Maybe it has always been like this, but I honestly don't remember a time in my life that has been this caddy-whompis (no- that isn't a real word, and no, that probably isn't the correct spelling of said fake word, but it works for me right now). Up down, up down. And around and around we go. We pulled the contract on that house, as we just didn't feel like it was worth the trouble we were having to go through. We have made up our mind that we will be renting for at least a few more years. We want to rent a house, though, so we will find one of those this week. Our prayer is that our debt will continue to decrease and that before we know it we'll be ready to jump through all the appropriate hoops to get in to a house we truly want.

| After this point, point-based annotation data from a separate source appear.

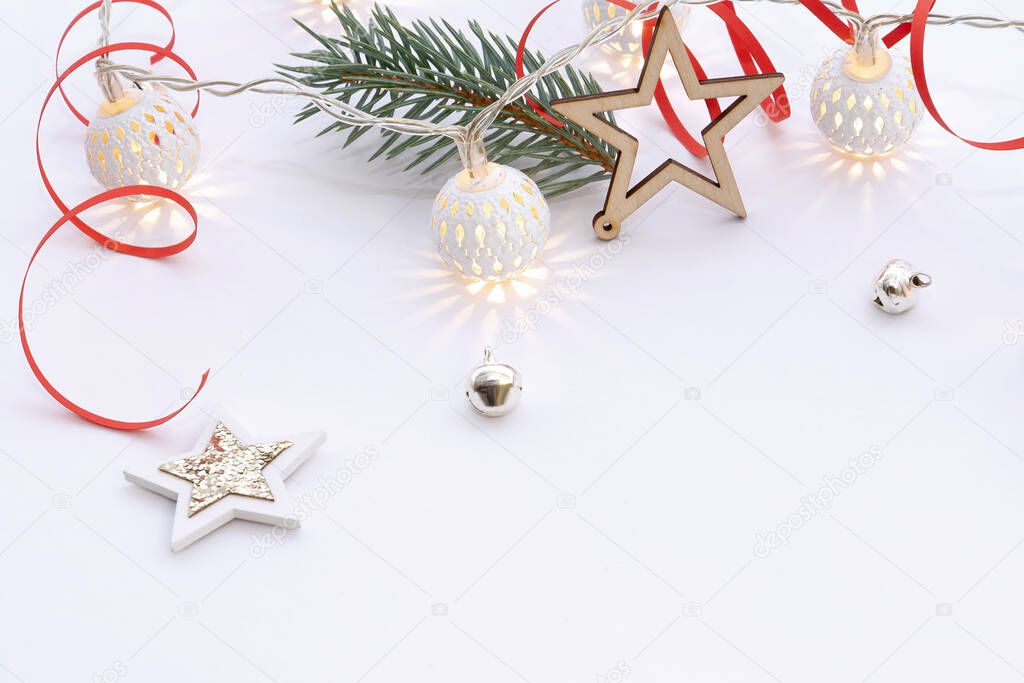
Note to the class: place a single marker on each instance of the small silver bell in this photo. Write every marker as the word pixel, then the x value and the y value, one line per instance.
pixel 494 389
pixel 896 287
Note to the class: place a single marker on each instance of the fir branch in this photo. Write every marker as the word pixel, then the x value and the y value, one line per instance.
pixel 432 71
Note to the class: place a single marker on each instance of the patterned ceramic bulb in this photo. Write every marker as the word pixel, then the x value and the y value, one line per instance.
pixel 629 42
pixel 142 138
pixel 492 226
pixel 864 100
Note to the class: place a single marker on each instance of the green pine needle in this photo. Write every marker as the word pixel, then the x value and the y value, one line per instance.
pixel 433 72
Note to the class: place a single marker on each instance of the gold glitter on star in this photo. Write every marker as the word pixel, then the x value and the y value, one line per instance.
pixel 226 467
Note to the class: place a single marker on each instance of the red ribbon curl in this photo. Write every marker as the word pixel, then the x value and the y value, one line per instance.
pixel 72 215
pixel 752 55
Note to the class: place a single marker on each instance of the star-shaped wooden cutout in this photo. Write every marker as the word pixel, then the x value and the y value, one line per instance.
pixel 623 201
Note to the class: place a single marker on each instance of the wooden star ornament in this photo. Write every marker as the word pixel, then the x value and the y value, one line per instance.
pixel 622 200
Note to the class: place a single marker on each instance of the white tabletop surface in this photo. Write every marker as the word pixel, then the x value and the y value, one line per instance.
pixel 682 399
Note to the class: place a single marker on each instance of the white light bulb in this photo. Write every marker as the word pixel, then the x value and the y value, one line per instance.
pixel 629 42
pixel 142 138
pixel 492 227
pixel 866 107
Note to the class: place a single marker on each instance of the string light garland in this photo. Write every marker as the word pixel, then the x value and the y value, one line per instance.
pixel 162 170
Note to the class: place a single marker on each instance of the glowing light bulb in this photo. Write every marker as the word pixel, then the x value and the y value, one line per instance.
pixel 864 100
pixel 629 43
pixel 491 227
pixel 143 138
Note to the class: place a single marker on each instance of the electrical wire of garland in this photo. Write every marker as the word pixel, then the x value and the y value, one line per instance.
pixel 844 19
pixel 469 138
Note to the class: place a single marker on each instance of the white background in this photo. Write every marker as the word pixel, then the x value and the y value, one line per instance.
pixel 679 401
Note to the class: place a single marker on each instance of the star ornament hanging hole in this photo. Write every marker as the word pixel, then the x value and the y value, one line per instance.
pixel 623 201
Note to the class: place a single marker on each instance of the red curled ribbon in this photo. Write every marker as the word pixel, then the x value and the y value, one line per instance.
pixel 72 215
pixel 155 253
pixel 915 30
pixel 85 12
pixel 117 47
pixel 919 25
pixel 751 53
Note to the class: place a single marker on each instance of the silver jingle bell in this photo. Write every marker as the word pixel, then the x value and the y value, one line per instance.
pixel 896 287
pixel 494 389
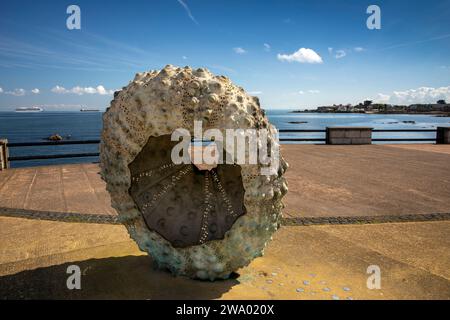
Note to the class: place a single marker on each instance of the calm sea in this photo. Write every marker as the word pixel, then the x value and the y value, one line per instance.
pixel 26 127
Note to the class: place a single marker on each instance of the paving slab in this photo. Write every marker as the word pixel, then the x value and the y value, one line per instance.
pixel 316 262
pixel 324 181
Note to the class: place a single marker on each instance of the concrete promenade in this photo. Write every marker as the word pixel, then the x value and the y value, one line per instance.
pixel 302 262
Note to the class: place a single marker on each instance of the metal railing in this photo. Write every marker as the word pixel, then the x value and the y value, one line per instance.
pixel 52 156
pixel 294 139
pixel 373 139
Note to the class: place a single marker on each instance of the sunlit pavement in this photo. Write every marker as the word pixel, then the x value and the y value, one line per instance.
pixel 302 262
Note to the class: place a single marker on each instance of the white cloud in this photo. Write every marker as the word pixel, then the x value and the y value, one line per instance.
pixel 340 54
pixel 16 92
pixel 239 50
pixel 188 11
pixel 82 90
pixel 302 55
pixel 419 95
pixel 302 92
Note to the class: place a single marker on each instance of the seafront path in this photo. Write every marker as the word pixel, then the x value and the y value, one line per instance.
pixel 348 208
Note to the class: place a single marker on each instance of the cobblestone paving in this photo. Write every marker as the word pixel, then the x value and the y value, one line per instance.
pixel 307 221
pixel 60 216
pixel 288 221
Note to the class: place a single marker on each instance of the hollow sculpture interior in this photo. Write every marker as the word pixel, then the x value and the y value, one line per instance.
pixel 200 223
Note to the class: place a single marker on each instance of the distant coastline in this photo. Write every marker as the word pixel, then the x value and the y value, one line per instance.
pixel 439 109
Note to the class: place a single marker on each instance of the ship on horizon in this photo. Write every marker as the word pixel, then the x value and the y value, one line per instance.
pixel 29 109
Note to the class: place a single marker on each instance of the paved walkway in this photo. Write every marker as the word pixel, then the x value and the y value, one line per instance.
pixel 324 181
pixel 315 262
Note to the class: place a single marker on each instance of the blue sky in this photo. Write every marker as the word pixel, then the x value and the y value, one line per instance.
pixel 406 61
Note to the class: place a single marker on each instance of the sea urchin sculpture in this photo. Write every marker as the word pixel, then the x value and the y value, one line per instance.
pixel 203 223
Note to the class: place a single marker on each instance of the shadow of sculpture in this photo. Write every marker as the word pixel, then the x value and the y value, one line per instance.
pixel 129 277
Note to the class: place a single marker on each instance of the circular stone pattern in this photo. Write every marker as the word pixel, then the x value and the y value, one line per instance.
pixel 199 223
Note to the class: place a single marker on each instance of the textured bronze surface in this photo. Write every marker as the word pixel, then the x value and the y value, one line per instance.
pixel 183 204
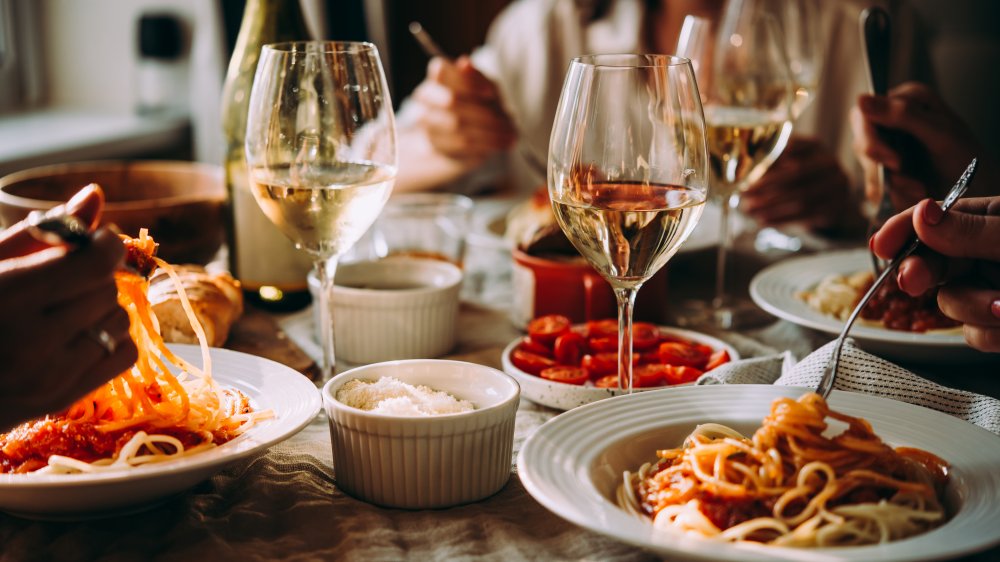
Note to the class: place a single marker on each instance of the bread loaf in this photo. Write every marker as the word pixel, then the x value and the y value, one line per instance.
pixel 215 298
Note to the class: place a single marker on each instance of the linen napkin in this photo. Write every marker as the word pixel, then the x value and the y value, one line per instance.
pixel 861 372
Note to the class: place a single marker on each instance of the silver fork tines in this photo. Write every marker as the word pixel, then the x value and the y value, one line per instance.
pixel 57 229
pixel 830 373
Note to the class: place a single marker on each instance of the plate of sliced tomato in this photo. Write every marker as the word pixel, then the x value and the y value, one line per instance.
pixel 564 365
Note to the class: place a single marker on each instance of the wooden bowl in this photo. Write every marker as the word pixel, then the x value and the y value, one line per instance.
pixel 181 203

I have to tell a story on myself. It made me laugh out loud, but that isn't saying you'll find it funny. But maybe you will. I was putting away dishes a few nights ago and thinking to myself about God's promise to fill our cups until they are running over. There is a song on my i-Pod that says "Fill my cup to the top with running water" and I was humming it, too. I realized that I still had 4 or 5 cups to put away and not enough room for them all in the cabinet. I tried to put one more, and a bunch spilled out. So maybe the song and verse is wrong- maybe it is "my cups runneth over" meaning God promised us more cups than we could ever use!
Yep- it was funnier standing there in the kitchen. But it made me laugh and relieved some of the tension I had been carrying.